I ran this test two different ways in Pari-GP for n=999998912894617 (which is congruent to 2 (mod 5)) and got the same answer. It isn't 20 Mod N. The test shows N is composite.

? n=999998912894617;r1=Mod(Mod(1,n)*x,x^2-10*x+20)^(n+1);print(lift(r1))
Mod(988864715305694, 999998912894617)

? n=999998912894617;r2=Mod(Mod(1,n)*(2*x+4),x^2-x-1)^(n+1);print(lift(r2))
Mod(988864715305694, 999998912894617)

let

Code:

n=803837457453639491257079614341942108138837688287558145837488917522\
2974273765333652186502336163960045457915042023603208766569966760987284\
0439654082329287387918508691668573282677617710293896977394701670823042\
8687109997439976544144845341155872450633409279022275296229414984230688\
1685404326457534018329786111298960644845216191652872597534901

use command

Code:

pfgw -b2 input3.txt

it tell us

Code:

***WARNING! file input3.txt may have already been fully processed.

80383745745363949125......7534901 is 2-PRP! (0.0021s+0.0001s)

Done.

use command(select 14 as the base)

Code:

pfgw -b14 input3.txt

it tell us

Code:

PFGW Version 4.0.3.64BIT.20220704.Win_Dev [GWNUM 29.8]


***WARNING! file input3.txt may have already been fully processed.

80383745745363......72597534901 is 14-PRP! (0.0016s+0.0001s)

Done.

but
14^((n-1)/4)mod n not equal ±1
and 14^((n-1)/2)mod n equal 1 (not equal -1),
thus,miller rabin tell us that n must be a composite number
but,pfgw tell us n is 14-PRP
so pfgw must use fermat test as "prp test",not miller-rabin.

[bbb120]

Quote:

Originally Posted by rogue

Before you do a primality test you should search for factors then run a PRP test.

Although -f doesn't find a factor, -f10000 does.

Code:

pfgw64 -f10000 -tp -q999998912894617 -Cverbose
PFGW Version 4.0.0.64BIT.20190330.Win_Dev [GWNUM 29.7]

Factoring numbers to 10000% of normal.

Primality testing 999998912894617 [N+1, Brillhart-Lehmer-Selfridge]
trial factoring to 10000000
factors: 5085473*196638329
999998912894617 is factored (0.0736s+0.0001s)

As shown above a PRP test (no -t switch) shows PRP.

-tc and -tm show composite.

I see that -tp shows prime, but the number being tested does not meet the conditions that are necessary for the test output to be valid.

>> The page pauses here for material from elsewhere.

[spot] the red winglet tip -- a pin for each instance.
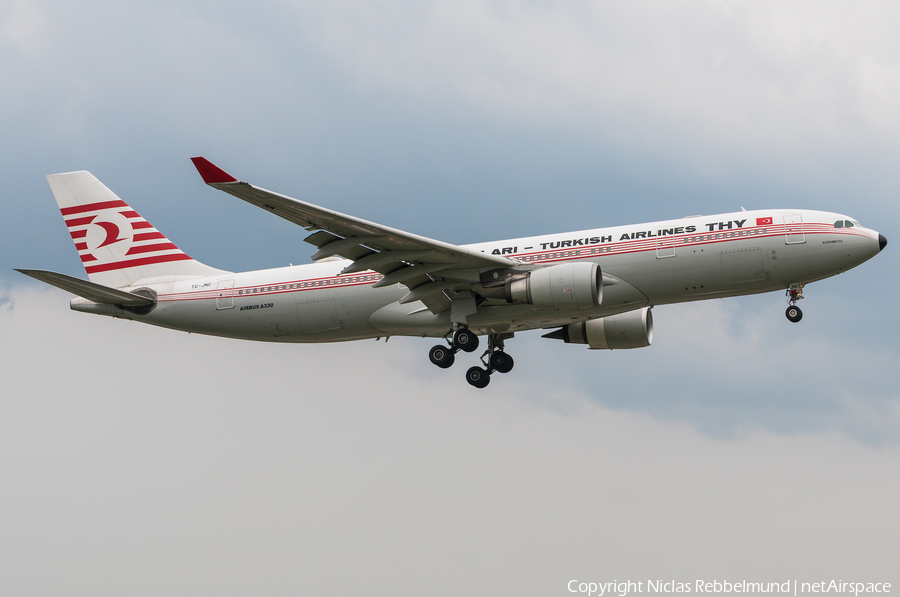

-tm is used for numbers of the form k*b^n+1. -tp is used for numbers of the form k*b^n-1.

Code:

but the number being tested does not meet the conditions that are necessary for the test output to be valid

I cannot understand this sentence very well!

[VBCurtis]

A "bug" is unexpected behavior. Using a primality test that isn't known to be correct on your input is not a bug.

You don't understand the software, and you're mistaken about having found a bug. Maybe ease up on the accusations until you understand what the various pfgw flags and tests do?